- Grand Falls Grand Falls
- Coordinates: 48°11′55″N 93°47′34″W﻿ / ﻿48.19861°N 93.79278°W
- Country: United States
- State: Minnesota
- County: Koochiching
- Elevation: 1,227 ft (374 m)

Population
- • Total: 30
- Time zone: UTC-6 (Central (CST))
- • Summer (DST): UTC-5 (CDT)
- ZIP code: 56627
- Area code: 218
- GNIS feature ID: 654732

= Grand Falls, Minnesota =

Unincorporated community in Minnesota, United States

Grand Falls is an unincorporated community in Koochiching County, Minnesota, United States.

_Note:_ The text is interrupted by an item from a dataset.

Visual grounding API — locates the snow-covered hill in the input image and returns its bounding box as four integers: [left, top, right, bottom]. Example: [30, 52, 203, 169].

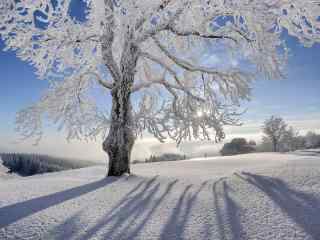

The community is located immediately north of Big Falls at the junction of County Roads 13 and 31; and U.S. Highway 71.

Grand Falls is located within ZIP code 56627, based in Big Falls.

==Geography==
Grand Falls is located within South Koochiching Unorganized Territory.

Big Falls Municipal Airport is nearby.

The community of Grand Falls is located across the Big Fork River from the city of Big Falls. Grand Falls is also located 38 miles southwest of International Falls.

=== Climate ===
Grand Falls has a warm-summer continental climate. Some applications of Köppen classification place it with a dry season (Dwb, rare in the American continent, most common in East Asia) or wet subtype all year round (Dfb), unlike International Falls which is close to Rainy Lake/River that moderates temperatures, the climate is drier and rigorous.

==History==
A post office was established at Grand Falls from 1906 until 1911. The community took its name from a nearby waterfall.